Monday, February 7, 2011

The end of the roll and the drum for a full circle

It was only twelve years ago though it feels like a lifetime, that I started dating my first boyfriend. We were very young and immature and so was our relationship, which was made mostly of commonplaces and daydreaming.

One day I took my Zenit 122, and suggested we took pictures just for the fun of it. Development fees were a little expensive for our budgets (what wasn't?), so we stuck to one monthly roll. The subjects of the pictures were mostly ourselves, our families, friends and pets, and some still natures too. In all, none of those pictures were technically outstanding but they were a good document of our lives back then.

By the time we broke up we had a good stack of pictures, mostly portraits of each other taken during roughly two years. I asked him to come by and picked up his but he never did.

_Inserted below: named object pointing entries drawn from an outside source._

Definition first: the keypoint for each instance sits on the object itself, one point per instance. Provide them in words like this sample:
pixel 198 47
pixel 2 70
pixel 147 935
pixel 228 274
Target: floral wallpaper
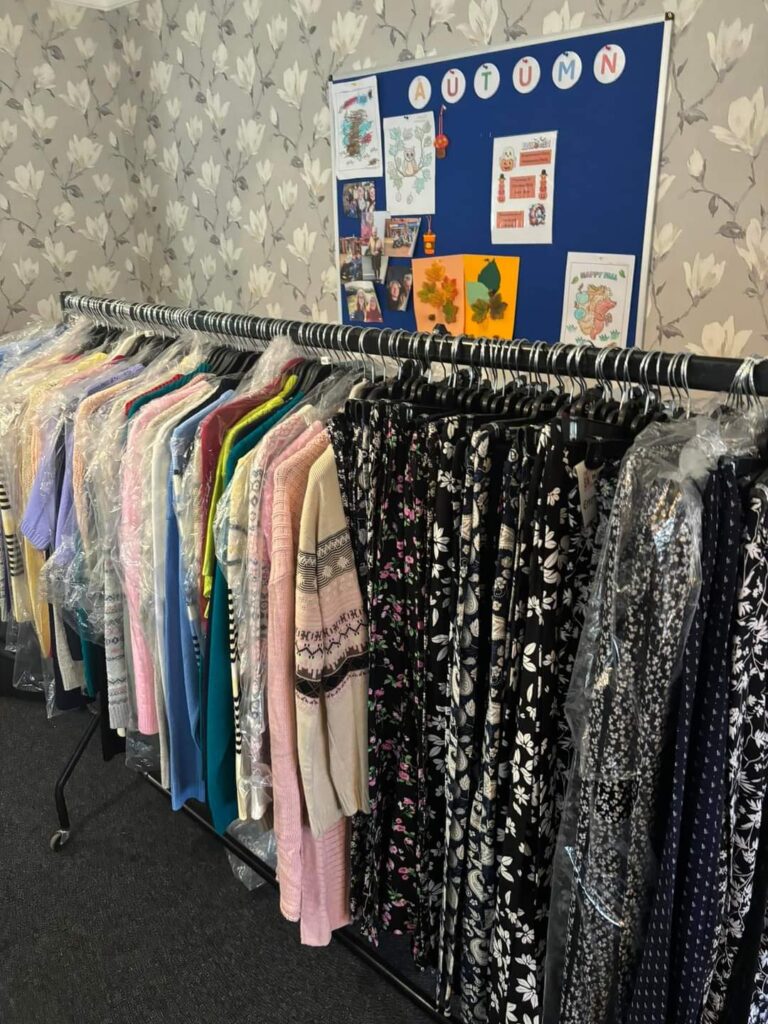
pixel 179 150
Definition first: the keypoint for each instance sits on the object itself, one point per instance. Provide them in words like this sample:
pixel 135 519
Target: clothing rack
pixel 637 366
pixel 626 366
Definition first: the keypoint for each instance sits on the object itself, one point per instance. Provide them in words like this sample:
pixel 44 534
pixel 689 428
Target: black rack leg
pixel 61 835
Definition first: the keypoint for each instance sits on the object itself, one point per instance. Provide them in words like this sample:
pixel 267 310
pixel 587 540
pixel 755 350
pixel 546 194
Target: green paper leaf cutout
pixel 497 306
pixel 491 276
pixel 477 291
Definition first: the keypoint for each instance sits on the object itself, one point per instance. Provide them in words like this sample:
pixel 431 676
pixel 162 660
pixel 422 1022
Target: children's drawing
pixel 491 284
pixel 356 128
pixel 597 298
pixel 409 148
pixel 438 292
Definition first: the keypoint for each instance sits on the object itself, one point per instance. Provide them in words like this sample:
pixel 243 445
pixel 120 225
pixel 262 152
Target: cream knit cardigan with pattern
pixel 331 657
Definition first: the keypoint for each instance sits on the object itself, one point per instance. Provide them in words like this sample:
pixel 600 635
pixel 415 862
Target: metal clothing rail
pixel 637 366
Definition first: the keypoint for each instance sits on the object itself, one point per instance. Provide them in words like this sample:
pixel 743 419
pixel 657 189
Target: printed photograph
pixel 363 302
pixel 350 258
pixel 400 235
pixel 398 284
pixel 358 197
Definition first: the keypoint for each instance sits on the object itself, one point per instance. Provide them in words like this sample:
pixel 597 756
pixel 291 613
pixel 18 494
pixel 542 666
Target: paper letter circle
pixel 609 64
pixel 487 80
pixel 454 85
pixel 566 70
pixel 525 75
pixel 419 92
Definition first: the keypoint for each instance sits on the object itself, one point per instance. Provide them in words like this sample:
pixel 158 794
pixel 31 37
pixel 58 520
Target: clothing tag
pixel 587 496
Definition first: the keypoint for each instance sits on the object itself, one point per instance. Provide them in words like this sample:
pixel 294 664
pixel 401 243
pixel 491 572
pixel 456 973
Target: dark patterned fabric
pixel 748 749
pixel 651 994
pixel 619 706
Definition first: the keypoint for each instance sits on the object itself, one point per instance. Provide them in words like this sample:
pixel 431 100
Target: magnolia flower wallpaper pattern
pixel 179 150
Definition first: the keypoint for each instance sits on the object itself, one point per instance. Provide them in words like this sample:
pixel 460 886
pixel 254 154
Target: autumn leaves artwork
pixel 475 295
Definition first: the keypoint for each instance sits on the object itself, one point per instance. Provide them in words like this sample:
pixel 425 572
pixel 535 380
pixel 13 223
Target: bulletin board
pixel 607 152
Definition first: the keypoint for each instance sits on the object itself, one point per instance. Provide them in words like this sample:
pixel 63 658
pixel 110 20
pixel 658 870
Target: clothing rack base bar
pixel 61 835
pixel 704 373
pixel 346 936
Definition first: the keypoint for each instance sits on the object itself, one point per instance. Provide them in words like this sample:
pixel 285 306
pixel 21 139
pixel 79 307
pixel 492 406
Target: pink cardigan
pixel 313 873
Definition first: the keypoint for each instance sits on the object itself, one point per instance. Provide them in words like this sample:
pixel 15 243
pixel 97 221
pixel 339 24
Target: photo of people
pixel 398 285
pixel 367 224
pixel 363 302
pixel 350 258
pixel 400 235
pixel 374 261
pixel 357 198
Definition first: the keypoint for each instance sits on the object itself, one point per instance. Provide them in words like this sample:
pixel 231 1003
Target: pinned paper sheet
pixel 410 159
pixel 354 109
pixel 522 188
pixel 597 298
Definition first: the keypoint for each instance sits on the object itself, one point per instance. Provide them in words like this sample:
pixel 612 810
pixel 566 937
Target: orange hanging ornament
pixel 440 139
pixel 428 239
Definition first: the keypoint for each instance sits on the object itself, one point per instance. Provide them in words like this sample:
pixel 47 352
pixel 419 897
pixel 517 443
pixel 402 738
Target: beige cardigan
pixel 331 657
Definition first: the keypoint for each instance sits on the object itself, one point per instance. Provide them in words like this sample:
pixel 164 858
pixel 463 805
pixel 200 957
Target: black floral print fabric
pixel 560 566
pixel 617 707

So I kept them away from plain sight for a few years.

Three years ago when my partner and I were getting ready to travel to Minnesota, I found those pictures and made three piles: mine, his and ours. I kept the first pile with my other pictures, put the second in an envelope and destroyed the third. Once again I asked him to come and pick them up and once again, he refused - true to his style he diffused more than refused... there are things about people that never change. Still it didn't feel right to destroy those pictures so once more, I kept them away from plain sight.

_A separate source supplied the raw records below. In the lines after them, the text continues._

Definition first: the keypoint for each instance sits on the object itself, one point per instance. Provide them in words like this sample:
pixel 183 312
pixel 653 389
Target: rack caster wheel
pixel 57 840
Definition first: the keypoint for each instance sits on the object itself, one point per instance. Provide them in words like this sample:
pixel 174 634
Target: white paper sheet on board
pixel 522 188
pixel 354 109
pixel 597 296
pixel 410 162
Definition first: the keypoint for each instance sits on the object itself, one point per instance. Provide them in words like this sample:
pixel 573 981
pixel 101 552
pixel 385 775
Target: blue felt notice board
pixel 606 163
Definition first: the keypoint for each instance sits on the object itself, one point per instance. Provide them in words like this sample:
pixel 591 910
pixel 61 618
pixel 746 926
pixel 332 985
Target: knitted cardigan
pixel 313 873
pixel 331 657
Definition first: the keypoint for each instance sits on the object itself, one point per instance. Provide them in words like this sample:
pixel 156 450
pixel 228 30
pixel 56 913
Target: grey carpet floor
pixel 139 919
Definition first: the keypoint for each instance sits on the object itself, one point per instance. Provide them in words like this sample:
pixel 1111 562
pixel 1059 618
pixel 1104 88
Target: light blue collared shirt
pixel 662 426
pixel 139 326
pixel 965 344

Last month we were packing to move and those pictures surfaced again; this time I knew I had to made a decision. So I looked up his mother's number in the book (he doesn't live in this country anymore and contacting him was proving really annoying) and asked her whether she was interested.

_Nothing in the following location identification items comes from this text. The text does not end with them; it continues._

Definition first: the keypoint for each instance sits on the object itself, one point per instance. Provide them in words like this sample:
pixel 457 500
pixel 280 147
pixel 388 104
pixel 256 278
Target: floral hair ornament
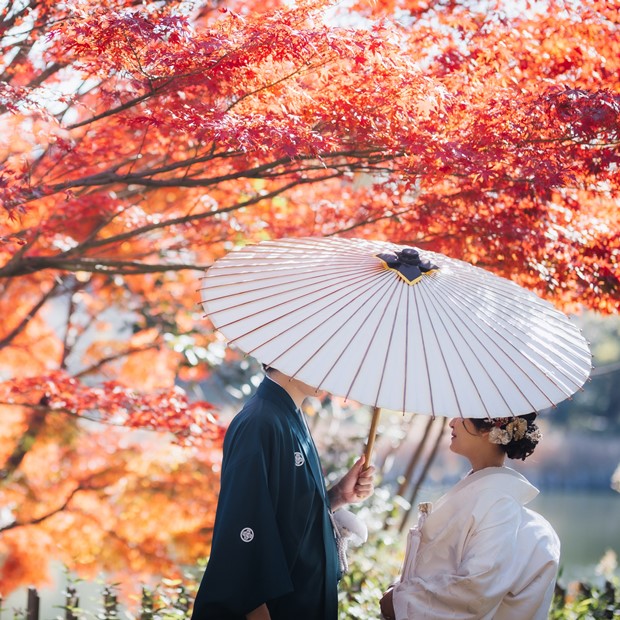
pixel 507 430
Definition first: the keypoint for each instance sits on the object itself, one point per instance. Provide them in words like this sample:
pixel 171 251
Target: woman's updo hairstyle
pixel 517 436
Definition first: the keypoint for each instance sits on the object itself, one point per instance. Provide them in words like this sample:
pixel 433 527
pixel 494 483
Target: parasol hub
pixel 407 264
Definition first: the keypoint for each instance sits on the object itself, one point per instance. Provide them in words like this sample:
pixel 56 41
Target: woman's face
pixel 466 439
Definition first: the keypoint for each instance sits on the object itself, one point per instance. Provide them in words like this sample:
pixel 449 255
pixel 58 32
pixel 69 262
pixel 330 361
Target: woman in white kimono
pixel 479 553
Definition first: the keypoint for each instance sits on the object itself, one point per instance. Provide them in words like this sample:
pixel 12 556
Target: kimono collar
pixel 270 390
pixel 505 479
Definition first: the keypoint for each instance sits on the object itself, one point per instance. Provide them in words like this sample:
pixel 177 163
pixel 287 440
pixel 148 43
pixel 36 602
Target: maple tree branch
pixel 15 524
pixel 121 108
pixel 26 441
pixel 187 219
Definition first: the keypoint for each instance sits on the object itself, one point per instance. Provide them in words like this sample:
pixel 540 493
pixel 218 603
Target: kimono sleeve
pixel 480 582
pixel 248 565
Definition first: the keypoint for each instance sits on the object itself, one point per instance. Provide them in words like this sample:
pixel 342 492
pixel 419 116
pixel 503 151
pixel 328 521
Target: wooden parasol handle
pixel 376 412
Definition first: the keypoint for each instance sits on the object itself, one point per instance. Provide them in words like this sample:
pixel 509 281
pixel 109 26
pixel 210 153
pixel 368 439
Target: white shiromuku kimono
pixel 480 554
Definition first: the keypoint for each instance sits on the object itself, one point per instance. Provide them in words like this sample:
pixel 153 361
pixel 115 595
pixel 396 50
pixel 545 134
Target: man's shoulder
pixel 256 415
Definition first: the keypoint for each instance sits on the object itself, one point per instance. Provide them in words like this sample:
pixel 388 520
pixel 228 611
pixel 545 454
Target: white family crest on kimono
pixel 479 554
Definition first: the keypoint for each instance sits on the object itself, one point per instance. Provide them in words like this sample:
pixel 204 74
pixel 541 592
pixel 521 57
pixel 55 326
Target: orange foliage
pixel 141 141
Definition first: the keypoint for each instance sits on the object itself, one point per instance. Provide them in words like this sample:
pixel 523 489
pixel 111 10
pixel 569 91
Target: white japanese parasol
pixel 396 327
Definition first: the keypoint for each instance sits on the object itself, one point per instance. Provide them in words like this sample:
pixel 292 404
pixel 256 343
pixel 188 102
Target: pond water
pixel 588 525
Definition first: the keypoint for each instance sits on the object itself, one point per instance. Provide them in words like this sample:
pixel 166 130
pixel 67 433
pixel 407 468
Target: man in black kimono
pixel 274 552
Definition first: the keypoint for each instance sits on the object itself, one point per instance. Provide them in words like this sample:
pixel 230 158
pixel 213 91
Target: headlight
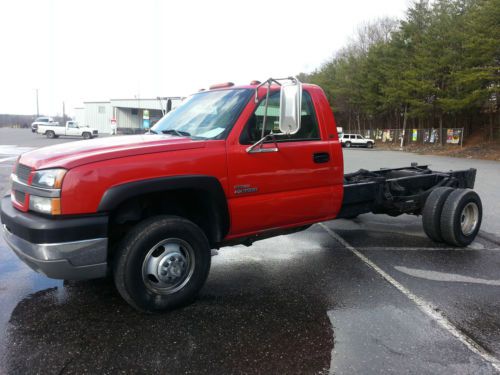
pixel 48 178
pixel 50 206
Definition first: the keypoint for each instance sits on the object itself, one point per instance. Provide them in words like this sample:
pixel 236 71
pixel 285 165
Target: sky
pixel 84 50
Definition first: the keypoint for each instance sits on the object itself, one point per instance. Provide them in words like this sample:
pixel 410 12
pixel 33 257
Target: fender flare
pixel 118 194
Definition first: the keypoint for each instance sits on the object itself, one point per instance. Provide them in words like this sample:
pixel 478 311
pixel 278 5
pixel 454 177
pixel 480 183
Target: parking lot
pixel 369 295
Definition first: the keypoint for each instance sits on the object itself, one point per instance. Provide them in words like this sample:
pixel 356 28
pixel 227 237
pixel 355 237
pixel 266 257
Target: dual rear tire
pixel 452 216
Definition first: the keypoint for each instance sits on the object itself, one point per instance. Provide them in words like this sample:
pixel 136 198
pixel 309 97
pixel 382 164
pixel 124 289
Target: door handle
pixel 321 157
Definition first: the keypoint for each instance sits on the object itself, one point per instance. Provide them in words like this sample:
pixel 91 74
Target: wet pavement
pixel 299 304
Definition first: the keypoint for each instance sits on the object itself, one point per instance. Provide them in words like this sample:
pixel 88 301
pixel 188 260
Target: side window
pixel 308 123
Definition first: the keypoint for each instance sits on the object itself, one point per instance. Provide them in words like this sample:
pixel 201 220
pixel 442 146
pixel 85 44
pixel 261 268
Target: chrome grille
pixel 23 173
pixel 19 196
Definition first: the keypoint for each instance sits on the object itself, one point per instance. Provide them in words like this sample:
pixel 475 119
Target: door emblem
pixel 244 189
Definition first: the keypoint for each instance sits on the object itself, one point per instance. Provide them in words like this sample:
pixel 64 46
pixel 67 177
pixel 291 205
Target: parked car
pixel 356 140
pixel 42 121
pixel 71 129
pixel 231 165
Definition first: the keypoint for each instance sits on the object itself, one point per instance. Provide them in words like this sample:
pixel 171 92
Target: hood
pixel 73 154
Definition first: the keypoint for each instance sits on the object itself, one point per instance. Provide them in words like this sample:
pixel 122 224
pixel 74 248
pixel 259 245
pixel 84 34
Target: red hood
pixel 73 154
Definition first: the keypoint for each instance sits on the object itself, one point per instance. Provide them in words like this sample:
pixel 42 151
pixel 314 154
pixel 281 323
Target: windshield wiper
pixel 179 133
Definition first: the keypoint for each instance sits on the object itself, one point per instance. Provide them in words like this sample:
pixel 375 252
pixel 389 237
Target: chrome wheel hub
pixel 168 266
pixel 469 218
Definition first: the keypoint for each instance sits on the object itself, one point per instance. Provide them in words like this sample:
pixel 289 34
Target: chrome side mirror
pixel 290 107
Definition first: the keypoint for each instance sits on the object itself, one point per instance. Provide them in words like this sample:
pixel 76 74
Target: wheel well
pixel 193 204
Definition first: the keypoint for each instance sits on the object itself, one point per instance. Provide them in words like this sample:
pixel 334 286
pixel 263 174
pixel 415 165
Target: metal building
pixel 129 115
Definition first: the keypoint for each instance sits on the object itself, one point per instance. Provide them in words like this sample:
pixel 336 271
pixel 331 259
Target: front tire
pixel 461 217
pixel 162 263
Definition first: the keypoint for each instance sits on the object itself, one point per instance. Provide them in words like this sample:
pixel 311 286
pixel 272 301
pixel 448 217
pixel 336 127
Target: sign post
pixel 145 119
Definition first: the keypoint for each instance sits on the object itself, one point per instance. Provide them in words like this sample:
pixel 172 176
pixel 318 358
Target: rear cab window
pixel 253 130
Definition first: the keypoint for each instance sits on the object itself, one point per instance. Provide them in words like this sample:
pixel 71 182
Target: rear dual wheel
pixel 452 216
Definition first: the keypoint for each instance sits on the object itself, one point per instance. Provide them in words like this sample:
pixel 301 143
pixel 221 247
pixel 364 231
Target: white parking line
pixel 445 276
pixel 402 248
pixel 7 159
pixel 424 306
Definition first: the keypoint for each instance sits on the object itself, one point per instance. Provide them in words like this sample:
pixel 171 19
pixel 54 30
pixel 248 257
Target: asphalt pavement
pixel 369 295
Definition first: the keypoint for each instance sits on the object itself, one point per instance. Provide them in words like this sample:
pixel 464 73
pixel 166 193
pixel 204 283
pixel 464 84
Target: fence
pixel 452 136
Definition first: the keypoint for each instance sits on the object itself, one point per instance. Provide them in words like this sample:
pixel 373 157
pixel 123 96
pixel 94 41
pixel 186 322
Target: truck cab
pixel 231 165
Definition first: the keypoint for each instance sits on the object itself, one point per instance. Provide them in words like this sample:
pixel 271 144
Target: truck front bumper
pixel 63 248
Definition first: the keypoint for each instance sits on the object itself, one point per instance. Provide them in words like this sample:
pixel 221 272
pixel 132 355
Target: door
pixel 291 186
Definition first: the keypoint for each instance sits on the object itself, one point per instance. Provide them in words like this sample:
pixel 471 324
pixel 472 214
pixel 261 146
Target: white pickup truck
pixel 71 129
pixel 352 140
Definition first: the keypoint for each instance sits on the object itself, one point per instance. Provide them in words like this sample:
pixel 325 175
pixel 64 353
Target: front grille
pixel 19 196
pixel 23 173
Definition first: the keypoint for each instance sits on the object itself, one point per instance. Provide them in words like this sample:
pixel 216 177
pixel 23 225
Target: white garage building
pixel 131 115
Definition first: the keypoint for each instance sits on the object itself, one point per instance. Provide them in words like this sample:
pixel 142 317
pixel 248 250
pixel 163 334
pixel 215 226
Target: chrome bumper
pixel 75 260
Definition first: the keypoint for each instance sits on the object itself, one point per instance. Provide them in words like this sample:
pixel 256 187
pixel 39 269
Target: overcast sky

Of course she was and a couple of hours later she dropped by, releasing me of the burden of those pictured memories of something that doesn't mean much to me anymore.

Her presence in my home and the release from those pictures felt like a good closure. She had been there once when I had just moved in and she was there for the second time right before I moved out, to end something I felt had been left hanging. Like a camera with a roll where there's just one last picture to snap and you don't want to squander it I waited for a long time before that last click, which thankfully when I did, it wasn't too late.